À l’occasion de la Journée mondiale contre la traite des personnes, l’Organisation internationale pour les migrations (OIM) souligne l’évolution des réseaux criminels qui exploitent désormais les outils numériques pour recruter des victimes, notamment à travers de fausses offres d’emploi et la criminalité forcée.
Les réseaux criminels adaptent leurs méthodes de recrutement des victimes de traite des personnes en Afrique de l’Ouest et centrale, avec une progression des formes d’exploitation liées aux plateformes numériques et aux escroqueries en ligne, a alerté jeudi l’Organisation internationale pour les migrations (OIM).
Dans un communiqué publié à l’occasion de la Journée mondiale contre la traite des personnes, célébrée cette année sous le thème « Piégés derrière l’arnaque », l’organisation appelle à renforcer les réponses coordonnées et centrées sur les victimes face à un phénomène en constante mutation.
« La traite des personnes évolue en Afrique de l’Ouest et centrale, et notre réponse collective doit évoluer avec elle », a déclaré Sylvia Ekra, directrice régionale de l’OIM pour l’Afrique de l’Ouest et centrale.
Selon elle, qu’une personne soit exploitée dans un foyer, une exploitation agricole, une mine, dans la rue ou derrière un écran, elle est victime de traite lorsque la contrainte, la tromperie ou l’abus sont présents.
Elle a également appelé à considérer les personnes contraintes de participer à des escroqueries en ligne ou à d’autres activités criminelles comme des victimes nécessitant protection, accompagnement et soutien, plutôt que comme des auteurs d’infractions.
L’OIM souligne que les centres d’escroquerie en ligne, particulièrement documentés en Asie, constituent désormais une menace dont certains mécanismes apparaissent également pertinents pour l’Afrique de l’Ouest et centrale. Les trafiquants utilisent notamment de fausses promesses d’emploi à l’étranger, des visas touristiques présentés comme des opportunités professionnelles, la confiscation de documents, l’endettement et la pression financière pour piéger leurs victimes.
En 2026, l’OIM a déjà apporté une assistance à 1 513 victimes de traite dans la région, dont 1 022 femmes et 491 hommes, selon les données arrêtées au 16 juillet. Les femmes représentent plus des deux tiers des personnes accompagnées, notamment dans des cas d’exploitation sexuelle, de servitude domestique, de mariages forcés ou d’exploitation par le travail.

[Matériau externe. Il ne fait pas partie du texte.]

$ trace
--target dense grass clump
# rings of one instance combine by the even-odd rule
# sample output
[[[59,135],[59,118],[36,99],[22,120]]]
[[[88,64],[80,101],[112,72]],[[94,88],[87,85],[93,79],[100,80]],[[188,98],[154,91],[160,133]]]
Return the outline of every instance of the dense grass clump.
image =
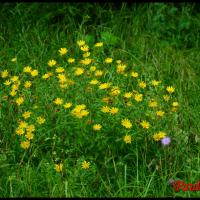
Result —
[[[198,196],[198,11],[1,4],[0,196]]]

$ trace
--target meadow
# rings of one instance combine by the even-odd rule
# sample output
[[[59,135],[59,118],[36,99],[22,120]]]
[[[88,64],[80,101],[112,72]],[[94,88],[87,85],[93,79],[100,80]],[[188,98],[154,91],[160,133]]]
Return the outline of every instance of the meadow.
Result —
[[[200,7],[0,4],[0,197],[198,197]]]

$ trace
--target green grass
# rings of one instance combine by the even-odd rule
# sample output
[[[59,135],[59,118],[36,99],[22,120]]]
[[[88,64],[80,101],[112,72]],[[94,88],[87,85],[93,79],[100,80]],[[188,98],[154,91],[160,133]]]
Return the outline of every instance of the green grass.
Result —
[[[80,81],[73,77],[78,84],[72,86],[71,93],[61,93],[56,80],[46,82],[36,78],[33,95],[42,99],[33,100],[34,104],[39,104],[33,111],[50,121],[38,128],[31,148],[23,150],[15,134],[17,120],[23,112],[10,101],[2,100],[8,90],[1,78],[0,197],[200,196],[199,191],[175,193],[168,185],[170,178],[185,183],[199,180],[198,11],[197,4],[175,3],[1,4],[1,71],[8,69],[12,74],[19,74],[29,65],[41,75],[46,72],[50,59],[67,67],[58,55],[61,47],[67,47],[78,59],[77,40],[83,38],[89,46],[103,41],[105,51],[98,57],[100,61],[106,57],[121,59],[129,71],[132,67],[138,71],[142,80],[162,80],[163,87],[175,86],[174,100],[180,106],[171,118],[152,128],[155,131],[164,129],[170,134],[169,147],[157,145],[148,135],[136,136],[126,145],[123,142],[126,130],[121,127],[120,120],[129,118],[129,109],[121,118],[116,117],[119,125],[114,119],[99,115],[97,110],[101,104],[96,97],[102,98],[104,93],[85,93],[87,84],[84,81],[89,78]],[[16,63],[10,61],[13,57],[17,57]],[[101,81],[121,84],[123,93],[134,89],[133,82],[116,75],[114,66],[111,65],[112,73]],[[68,70],[72,74],[72,69]],[[23,77],[25,79],[27,77]],[[29,93],[25,96],[29,97]],[[85,103],[94,111],[91,119],[94,117],[96,123],[106,124],[104,135],[94,137],[84,118],[73,119],[70,113],[54,112],[50,102],[66,96],[68,101]],[[31,98],[25,105],[23,111],[32,110]],[[113,106],[122,108],[120,101]],[[143,117],[142,110],[136,113],[138,118]],[[133,119],[137,119],[137,115],[133,115]],[[134,130],[139,131],[135,127]],[[55,171],[55,159],[63,161],[62,173]],[[91,162],[89,170],[81,169],[83,160]]]

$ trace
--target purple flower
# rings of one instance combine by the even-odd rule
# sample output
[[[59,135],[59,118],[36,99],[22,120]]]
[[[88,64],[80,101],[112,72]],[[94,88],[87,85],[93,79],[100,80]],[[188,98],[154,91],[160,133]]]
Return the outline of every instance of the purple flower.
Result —
[[[165,137],[165,138],[163,138],[163,139],[161,140],[161,143],[162,143],[164,146],[169,145],[170,142],[171,142],[170,137]]]

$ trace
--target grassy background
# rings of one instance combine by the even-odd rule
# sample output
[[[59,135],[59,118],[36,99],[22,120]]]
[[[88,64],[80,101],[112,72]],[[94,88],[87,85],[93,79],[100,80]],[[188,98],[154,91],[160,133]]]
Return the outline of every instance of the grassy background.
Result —
[[[92,179],[70,164],[64,175],[56,174],[45,153],[37,161],[30,157],[20,162],[24,155],[4,134],[13,132],[13,126],[2,122],[0,110],[0,196],[199,196],[200,192],[175,193],[168,185],[169,178],[186,183],[200,178],[199,11],[198,4],[175,3],[1,4],[1,69],[12,68],[9,61],[15,56],[16,72],[26,65],[40,67],[57,49],[82,37],[89,44],[102,40],[109,47],[108,55],[135,63],[143,77],[175,85],[180,112],[173,149],[154,157],[144,144],[118,158],[110,150],[102,159],[105,167]]]

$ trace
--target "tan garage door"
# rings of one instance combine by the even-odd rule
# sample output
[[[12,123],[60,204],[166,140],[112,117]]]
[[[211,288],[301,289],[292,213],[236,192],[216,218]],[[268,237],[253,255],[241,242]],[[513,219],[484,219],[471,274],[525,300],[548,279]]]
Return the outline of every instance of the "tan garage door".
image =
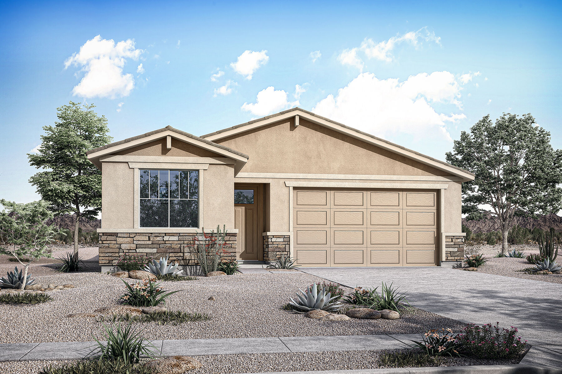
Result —
[[[437,197],[425,190],[294,190],[294,256],[304,266],[434,266]]]

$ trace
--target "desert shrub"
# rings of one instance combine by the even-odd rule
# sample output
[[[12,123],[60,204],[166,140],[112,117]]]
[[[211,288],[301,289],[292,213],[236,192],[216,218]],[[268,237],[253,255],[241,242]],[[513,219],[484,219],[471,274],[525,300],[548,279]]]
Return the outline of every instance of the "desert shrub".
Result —
[[[39,304],[53,299],[51,295],[45,293],[19,292],[17,293],[0,294],[0,304]]]
[[[443,359],[425,353],[401,350],[383,352],[378,360],[380,367],[427,367],[441,366]]]
[[[162,283],[157,283],[150,280],[143,283],[137,282],[129,284],[123,280],[126,287],[126,291],[121,297],[121,302],[135,307],[155,307],[160,304],[165,304],[166,299],[178,291],[166,293],[158,286]]]
[[[116,266],[124,271],[140,270],[144,269],[148,262],[152,261],[152,257],[142,255],[125,254],[119,257]]]
[[[337,283],[332,283],[331,282],[327,282],[325,280],[320,283],[318,282],[316,284],[316,289],[318,292],[320,292],[322,289],[326,290],[326,292],[329,292],[331,294],[330,297],[334,297],[334,296],[337,297],[337,298],[334,299],[334,300],[339,300],[341,298],[342,296],[343,295],[344,290],[340,285]],[[311,284],[309,286],[309,289],[312,290],[312,286],[314,284]]]
[[[483,255],[473,255],[464,260],[464,263],[469,267],[478,267],[484,265],[487,261],[488,260],[484,258]]]
[[[527,340],[517,336],[517,328],[500,329],[499,324],[480,326],[470,324],[465,327],[464,333],[457,336],[463,350],[479,358],[505,358],[522,352]]]
[[[237,273],[241,273],[238,267],[238,262],[235,260],[223,260],[219,263],[217,269],[220,271],[224,271],[227,275],[233,275]]]
[[[462,344],[458,340],[458,335],[453,334],[450,329],[441,329],[442,334],[437,329],[430,330],[424,334],[421,341],[410,340],[414,344],[411,347],[421,349],[430,356],[451,356],[459,357]]]

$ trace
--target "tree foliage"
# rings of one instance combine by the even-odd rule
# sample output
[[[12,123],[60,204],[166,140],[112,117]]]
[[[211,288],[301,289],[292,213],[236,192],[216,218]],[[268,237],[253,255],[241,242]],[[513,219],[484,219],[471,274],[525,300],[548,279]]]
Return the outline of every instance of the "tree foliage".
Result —
[[[484,117],[455,140],[447,162],[475,174],[463,183],[463,213],[469,219],[498,217],[507,251],[515,215],[557,213],[562,205],[562,151],[531,114],[504,113],[495,123]]]
[[[70,101],[58,108],[55,126],[43,127],[39,152],[28,154],[31,165],[44,170],[29,181],[55,214],[75,214],[76,227],[81,216],[92,218],[101,209],[101,171],[86,152],[112,139],[107,119],[94,112],[94,107]],[[75,256],[78,242],[75,238]]]

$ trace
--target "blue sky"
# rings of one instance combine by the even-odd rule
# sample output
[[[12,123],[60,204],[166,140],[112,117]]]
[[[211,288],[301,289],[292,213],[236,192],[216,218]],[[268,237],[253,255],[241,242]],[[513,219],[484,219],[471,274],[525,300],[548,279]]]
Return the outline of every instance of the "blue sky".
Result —
[[[116,3],[0,3],[0,197],[39,198],[26,154],[69,100],[94,104],[115,140],[298,101],[442,160],[504,112],[562,148],[560,2]]]

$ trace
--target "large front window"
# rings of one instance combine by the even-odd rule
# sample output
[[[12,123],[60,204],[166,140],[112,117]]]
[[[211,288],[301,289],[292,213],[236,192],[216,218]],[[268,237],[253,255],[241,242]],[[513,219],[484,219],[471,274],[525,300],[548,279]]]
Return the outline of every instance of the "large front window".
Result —
[[[199,172],[140,170],[140,227],[199,227]]]

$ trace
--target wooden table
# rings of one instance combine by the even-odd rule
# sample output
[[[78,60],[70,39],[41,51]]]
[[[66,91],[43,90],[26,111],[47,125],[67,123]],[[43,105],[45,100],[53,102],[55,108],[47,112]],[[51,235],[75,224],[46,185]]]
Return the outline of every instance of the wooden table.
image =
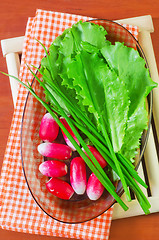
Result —
[[[152,41],[159,68],[159,2],[158,0],[47,0],[47,1],[1,1],[0,7],[0,40],[23,36],[27,19],[35,15],[37,8],[59,12],[75,13],[97,18],[122,19],[150,14],[153,19],[155,32]],[[6,72],[6,62],[0,53],[0,70]],[[13,102],[7,77],[0,76],[0,167],[3,162],[5,146],[13,115]],[[112,221],[110,240],[157,240],[159,239],[159,213],[149,216],[138,216]],[[50,237],[17,233],[0,229],[0,239],[41,239]],[[53,238],[52,239],[61,239]]]

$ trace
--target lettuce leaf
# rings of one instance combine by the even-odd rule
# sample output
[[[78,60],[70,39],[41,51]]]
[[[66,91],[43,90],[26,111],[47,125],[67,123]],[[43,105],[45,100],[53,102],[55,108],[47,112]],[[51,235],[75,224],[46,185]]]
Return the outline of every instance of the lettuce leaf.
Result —
[[[147,128],[145,99],[156,83],[138,51],[119,42],[112,45],[106,35],[103,27],[79,21],[52,43],[52,69],[46,57],[42,71],[101,135],[102,127],[106,129],[115,152],[132,160]],[[44,83],[48,87],[45,79]],[[53,94],[69,113],[65,102]],[[47,94],[46,98],[52,103]]]

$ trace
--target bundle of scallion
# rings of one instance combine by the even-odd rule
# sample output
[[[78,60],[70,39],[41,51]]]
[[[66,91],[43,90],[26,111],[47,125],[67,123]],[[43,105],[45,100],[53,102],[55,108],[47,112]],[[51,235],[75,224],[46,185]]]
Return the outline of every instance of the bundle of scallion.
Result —
[[[49,54],[40,43],[46,57],[37,71],[43,80],[29,70],[43,87],[46,102],[30,85],[12,77],[52,115],[91,171],[123,209],[128,207],[87,147],[85,137],[119,177],[127,200],[131,201],[129,187],[148,214],[151,206],[138,183],[145,188],[147,185],[138,176],[133,159],[142,132],[147,129],[146,97],[156,83],[150,78],[138,51],[119,42],[112,45],[106,40],[106,35],[102,26],[79,21],[54,40]],[[66,119],[80,146],[58,116]]]

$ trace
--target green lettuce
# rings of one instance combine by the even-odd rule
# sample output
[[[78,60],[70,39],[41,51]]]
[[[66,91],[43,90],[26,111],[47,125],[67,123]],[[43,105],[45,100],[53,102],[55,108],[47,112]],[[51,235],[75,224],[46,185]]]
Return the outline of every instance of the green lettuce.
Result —
[[[145,100],[156,83],[137,50],[120,42],[112,45],[106,35],[102,26],[79,21],[52,43],[51,66],[43,58],[42,71],[103,138],[108,133],[114,152],[132,160],[147,129]],[[49,89],[46,79],[44,83]],[[63,99],[53,94],[71,114]],[[47,93],[46,98],[54,105]]]

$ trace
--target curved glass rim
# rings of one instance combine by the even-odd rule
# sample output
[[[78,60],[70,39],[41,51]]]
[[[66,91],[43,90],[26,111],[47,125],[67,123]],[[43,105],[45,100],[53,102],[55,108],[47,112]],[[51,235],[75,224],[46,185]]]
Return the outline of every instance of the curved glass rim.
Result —
[[[149,74],[150,74],[150,76],[151,76],[150,69],[149,69],[149,65],[148,65],[146,56],[145,56],[145,54],[144,54],[144,51],[143,51],[141,45],[139,44],[138,40],[133,36],[133,34],[132,34],[129,30],[127,30],[124,26],[122,26],[120,23],[117,23],[116,21],[108,20],[108,19],[103,19],[103,18],[90,19],[90,20],[88,20],[88,21],[86,21],[86,22],[93,22],[93,21],[107,21],[107,22],[111,22],[111,23],[114,23],[114,24],[120,26],[120,27],[123,28],[125,31],[127,31],[127,33],[130,34],[130,36],[135,40],[136,45],[137,45],[138,49],[140,50],[140,53],[141,53],[142,57],[144,58],[144,60],[145,60],[145,62],[146,62],[146,68],[148,68]],[[40,66],[41,66],[41,65],[39,65],[39,68],[40,68]],[[37,74],[37,72],[38,72],[38,70],[36,71],[35,74]],[[32,80],[31,86],[32,86],[33,83],[34,83],[34,80],[35,80],[35,77],[34,77],[33,80]],[[24,109],[23,109],[23,115],[22,115],[21,131],[20,131],[20,153],[21,153],[21,162],[22,162],[22,168],[23,168],[24,177],[25,177],[25,180],[26,180],[28,189],[29,189],[29,191],[30,191],[30,193],[31,193],[31,196],[33,197],[33,199],[34,199],[34,201],[36,202],[36,204],[40,207],[40,209],[41,209],[44,213],[46,213],[46,214],[47,214],[49,217],[51,217],[52,219],[54,219],[54,220],[56,220],[56,221],[58,221],[58,222],[61,222],[61,223],[66,223],[66,224],[80,224],[80,223],[88,222],[88,221],[90,221],[90,220],[93,220],[93,219],[99,217],[99,216],[102,215],[104,212],[106,212],[109,208],[111,208],[111,207],[114,205],[114,203],[116,203],[116,200],[115,200],[115,199],[112,201],[112,204],[109,206],[109,208],[105,209],[104,211],[102,211],[101,213],[99,213],[98,215],[96,215],[96,216],[94,216],[94,217],[91,217],[91,218],[89,218],[89,219],[87,219],[87,220],[85,220],[85,221],[66,222],[66,221],[59,220],[59,219],[57,219],[56,217],[53,217],[53,216],[51,216],[49,213],[47,213],[47,212],[43,209],[43,207],[39,204],[39,202],[37,201],[36,197],[34,196],[32,190],[31,190],[31,188],[30,188],[30,186],[29,186],[28,180],[27,180],[27,176],[26,176],[26,172],[25,172],[25,167],[24,167],[24,161],[23,161],[23,154],[22,154],[22,152],[23,152],[23,151],[22,151],[23,122],[24,122],[25,109],[26,109],[26,106],[27,106],[27,101],[28,101],[29,94],[31,94],[31,93],[30,93],[30,92],[27,93],[26,100],[25,100],[25,104],[24,104]],[[150,109],[150,111],[149,111],[148,130],[147,130],[147,132],[146,132],[146,137],[145,137],[144,145],[142,146],[142,150],[141,150],[141,152],[139,153],[140,156],[139,156],[138,163],[137,163],[137,165],[136,165],[136,167],[135,167],[136,170],[138,169],[138,167],[139,167],[139,165],[140,165],[140,163],[141,163],[141,161],[142,161],[143,154],[144,154],[144,151],[145,151],[145,148],[146,148],[146,145],[147,145],[147,141],[148,141],[148,137],[149,137],[149,132],[150,132],[150,124],[151,124],[151,119],[152,119],[152,99],[153,99],[153,92],[151,91],[148,96],[149,96],[149,109]],[[118,190],[117,194],[121,197],[122,194],[124,193],[124,190],[123,190],[123,188],[122,188],[122,184],[120,184],[120,183],[121,183],[121,181],[119,181],[119,183],[118,183],[118,188],[119,188],[119,190]],[[119,186],[119,185],[120,185],[120,186]]]

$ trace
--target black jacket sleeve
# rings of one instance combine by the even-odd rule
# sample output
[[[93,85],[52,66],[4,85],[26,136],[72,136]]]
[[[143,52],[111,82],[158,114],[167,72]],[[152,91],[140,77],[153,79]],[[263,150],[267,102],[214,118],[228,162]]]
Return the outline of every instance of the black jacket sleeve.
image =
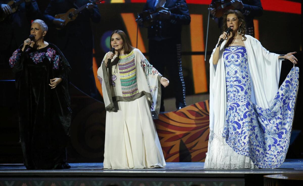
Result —
[[[52,24],[54,17],[56,14],[56,2],[54,0],[51,0],[48,5],[44,11],[44,17],[45,22],[48,24]]]
[[[190,23],[191,17],[187,4],[185,0],[178,0],[178,2],[183,5],[183,6],[179,8],[181,13],[171,13],[171,22],[173,24],[189,24]]]
[[[250,15],[252,17],[261,16],[263,14],[263,8],[260,0],[250,1],[250,5],[243,4],[243,11],[248,10],[250,11]]]

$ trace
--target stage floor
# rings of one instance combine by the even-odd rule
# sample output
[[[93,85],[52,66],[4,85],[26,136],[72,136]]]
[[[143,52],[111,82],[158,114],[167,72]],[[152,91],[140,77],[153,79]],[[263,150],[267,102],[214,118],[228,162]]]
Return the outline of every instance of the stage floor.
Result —
[[[204,169],[204,162],[168,162],[164,169],[108,169],[103,168],[101,163],[70,163],[69,169],[55,170],[27,170],[22,164],[0,164],[0,176],[81,176],[128,175],[129,176],[163,176],[176,177],[241,176],[240,175],[263,175],[288,173],[303,173],[303,159],[288,159],[279,168],[274,169]]]

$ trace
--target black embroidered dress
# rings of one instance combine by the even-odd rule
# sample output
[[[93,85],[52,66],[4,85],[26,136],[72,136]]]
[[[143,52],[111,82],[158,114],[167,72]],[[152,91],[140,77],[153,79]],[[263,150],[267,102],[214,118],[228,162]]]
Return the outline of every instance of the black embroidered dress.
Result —
[[[14,52],[9,64],[15,76],[24,165],[28,169],[62,168],[71,116],[70,67],[54,45],[25,52],[22,47]],[[62,81],[51,89],[50,80],[56,77]]]

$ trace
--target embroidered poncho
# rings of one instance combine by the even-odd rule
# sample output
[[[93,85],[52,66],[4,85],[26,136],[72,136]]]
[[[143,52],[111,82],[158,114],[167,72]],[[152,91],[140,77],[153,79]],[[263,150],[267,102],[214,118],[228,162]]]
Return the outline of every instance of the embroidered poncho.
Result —
[[[105,55],[98,69],[98,77],[102,85],[105,109],[110,112],[116,111],[114,101],[132,101],[145,96],[153,116],[157,118],[160,110],[162,75],[138,49],[126,55],[115,55],[111,62],[117,57],[119,60],[117,65],[109,69],[104,62]],[[112,71],[110,78],[108,70]]]

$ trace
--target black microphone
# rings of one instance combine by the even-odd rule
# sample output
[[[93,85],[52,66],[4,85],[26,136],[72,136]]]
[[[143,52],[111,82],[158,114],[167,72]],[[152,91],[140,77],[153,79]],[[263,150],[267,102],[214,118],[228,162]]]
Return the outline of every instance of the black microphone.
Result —
[[[112,49],[111,49],[111,52],[112,52],[113,53],[114,52],[115,52],[115,48],[112,48]],[[108,64],[108,63],[110,63],[111,61],[112,61],[112,59],[108,59],[108,60],[107,61],[107,64]]]
[[[226,31],[225,31],[225,32],[227,33],[227,35],[228,35],[229,34],[229,33],[230,33],[230,32],[232,30],[232,29],[230,27],[229,27],[227,29],[227,30],[226,30]],[[219,47],[219,46],[221,45],[221,44],[222,44],[222,43],[223,42],[223,41],[224,40],[224,39],[223,38],[221,38],[221,39],[220,40],[220,41],[219,42],[219,44],[218,44],[218,45],[217,46],[217,47]]]
[[[32,34],[31,34],[29,35],[29,36],[28,36],[28,38],[31,40],[31,41],[34,41],[35,39],[35,36]],[[28,47],[31,44],[29,43],[29,45],[25,45],[25,47],[24,47],[24,49],[23,50],[23,51],[25,51],[26,49],[27,49],[27,48],[28,48]]]

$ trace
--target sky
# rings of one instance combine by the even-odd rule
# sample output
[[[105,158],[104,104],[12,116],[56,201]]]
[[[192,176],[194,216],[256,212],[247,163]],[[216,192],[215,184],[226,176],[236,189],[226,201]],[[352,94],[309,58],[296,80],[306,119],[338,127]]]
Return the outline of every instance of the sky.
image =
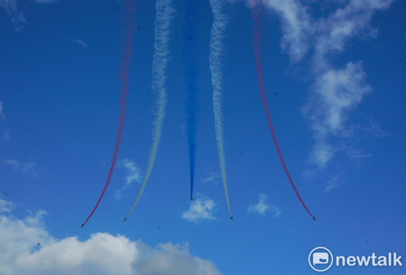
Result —
[[[404,1],[124,2],[0,0],[0,274],[404,274]]]

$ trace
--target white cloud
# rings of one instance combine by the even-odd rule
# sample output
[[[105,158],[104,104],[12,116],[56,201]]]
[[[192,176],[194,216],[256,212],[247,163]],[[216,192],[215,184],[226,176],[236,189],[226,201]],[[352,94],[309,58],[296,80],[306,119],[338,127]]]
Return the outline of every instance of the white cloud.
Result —
[[[71,40],[72,40],[74,42],[78,43],[79,45],[80,45],[83,48],[85,48],[86,49],[89,48],[89,47],[87,46],[87,44],[83,40],[79,40],[79,39],[71,39]]]
[[[131,160],[125,158],[119,162],[118,165],[125,169],[127,176],[125,177],[125,181],[123,187],[119,189],[116,190],[114,193],[114,196],[117,200],[120,200],[123,197],[123,192],[128,189],[131,183],[134,182],[141,182],[142,180],[141,169]]]
[[[143,275],[215,275],[221,273],[215,264],[197,257],[191,257],[187,243],[160,244],[155,249],[137,242],[143,256],[134,264]]]
[[[23,219],[0,215],[0,274],[221,274],[211,261],[191,255],[187,243],[151,248],[140,240],[101,232],[84,241],[56,239],[45,227],[45,214],[30,213]]]
[[[28,174],[35,177],[41,174],[42,171],[38,168],[35,162],[22,162],[16,159],[8,159],[3,161],[3,164],[10,165],[14,170],[21,172],[24,174]]]
[[[11,212],[14,209],[15,204],[11,201],[0,199],[0,213]]]
[[[58,0],[32,0],[39,4],[55,2]],[[25,17],[17,8],[17,0],[0,0],[0,9],[3,8],[7,12],[17,31],[22,30],[23,26],[26,23]]]
[[[349,135],[344,126],[348,113],[371,89],[365,79],[361,62],[349,62],[344,69],[331,69],[317,79],[313,96],[303,111],[312,121],[315,132],[311,160],[319,168],[326,166],[335,150],[328,144],[328,136]]]
[[[265,194],[259,193],[258,201],[257,203],[251,204],[248,207],[247,211],[249,213],[257,214],[264,216],[266,212],[270,212],[273,217],[278,217],[282,213],[282,211],[275,205],[266,203],[268,196]]]
[[[337,184],[337,182],[338,181],[339,181],[338,177],[334,177],[334,178],[328,181],[327,183],[327,186],[326,186],[326,189],[324,189],[324,191],[325,192],[328,192],[333,188],[336,188],[337,187],[339,187],[340,185]]]
[[[19,31],[22,29],[26,20],[24,15],[18,11],[16,0],[0,0],[0,8],[4,8],[14,25],[15,29]]]
[[[195,223],[198,223],[202,220],[216,219],[213,214],[217,203],[212,199],[203,196],[191,201],[189,209],[182,212],[182,219]]]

Les hommes et les garçons sont également ciblés, notamment dans les secteurs minier et agricole, le travail forcé, la mendicité forcée, les recrutements frauduleux et la criminalité imposée par les réseaux criminels.
Entre 2017 et 2026, l’OIM indique avoir assisté 12 308 victimes de traite en Afrique de l’Ouest et centrale, dont 3 185 hommes.
L’organisation rappelle que la traite ne concerne pas uniquement les déplacements vers l’extérieur du continent. Quatre des dix principaux pays de destination des victimes assistées par l’OIM entre 2017 et 2026 se trouvent en Afrique de l’Ouest et centrale, illustrant l’importance des dynamiques de traite intra-africaine.
« Les réseaux de traite opèrent à travers les frontières, les corridors migratoires, les communautés, les espaces numériques et les marchés du travail. La protection ne peut pas s’arrêter à une frontière ou à un seul point de retour », a insisté Sylvia Ekra.
Face à cette situation, l’OIM préconise une approche basée sur les itinéraires migratoires, permettant d’identifier et d’accompagner les personnes vulnérables tout au long de leur parcours, grâce à des mécanismes d’orientation, une assistance juridique, un soutien psychosocial, un hébergement, ainsi que des programmes de retour volontaire et de réintégration.
À travers ses programmes dans la région, l’organisation accompagne les gouvernements, les organisations de la société civile et les acteurs communautaires dans le renforcement des dispositifs de protection, notamment via des centres de transit, des mécanismes d’aide aux migrants et des actions de sensibilisation.
L’OIM insiste également sur la prévention, en s’attaquant aux facteurs exploités par les trafiquants, notamment le chômage, la pauvreté, l’exclusion sociale, le manque d’accès à l’éducation et aux compétences professionnelles, ainsi que l’absence de voies migratoires sûres et régulières.
Dans une région où la mobilité demeure un facteur essentiel d’intégration économique et sociale, l’organisation estime que la lutte contre la traite doit s’inscrire dans une amélioration globale de la gouvernance migratoire.